Assistant U.S. Attorney John Lewis, who headed the prosecution team, argued to the jury that if Roberts had heeded his employees advice, many of the robberies might have been prevented, and many of the victims would have been saved from the brutal attacks. During the three-week trial, the jury heard about the string of robberies. Many Houston women stopped wearing their jewelry in public places during the string of robberies
The victims were women, ranging in age from 61 to 88, whose diamond wedding rings were stolen. Many of the women were brutally attacked and some suffered broken bones, police said. About 40 women were followed home from department stores or grocery stores by two men later convicted of armed robbery.
Mouise Pouncey, 47, pleaded guilty to one count of armed robbery in the 184th State District Court in March 1999. He is currently serving a 40-year sentence in the Texas Department of Corrections.
Carlton Keith Jackson, 46, was convicted of armed robbery in the 337th State District Court and was sentenced to 20 years. He is currently serving a 19-year sentence in the Federal Bureau of Prisons for the distribution of crack cocaine.
Jacksons wife, Lisa Renee Jackson, was convicted of aggravated robbery and sentenced in 1999 to 40 years in connection with the robberies.

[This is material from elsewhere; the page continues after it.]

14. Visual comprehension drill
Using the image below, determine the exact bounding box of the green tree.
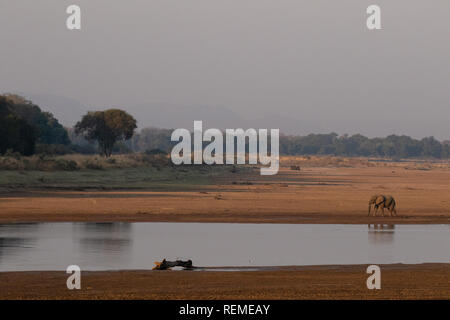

A former employee of the Houston municipal court, Lisa Jackson allegedly used a computer at work to look up addresses of elderly women so that her husband could rob them. Authorities said the pair attacked the victims in their garages.
They then took the diamonds to Roberts. He purchased some of the stolen diamonds and sold them, giving Pouncey and Jackson a share of the proceeds. The rings had an estimated value of $1 million. The Internal Revenue Service Criminal Investigations and the Houston Police Department worked together in the investigation. Roberts purchased the rings without keeping legally required records of the purchases.
U.S. District Judge Lee Rosenthal scheduled Roberts to be sentenced Aug. 7. Roberts faces up to 20 years in prison and a fine up to $500,000 on each of the two counts.
Roberts, who was arrested in July 2002, is free on $50,000 bail. His attorney John Maunier has said he plans to appeal.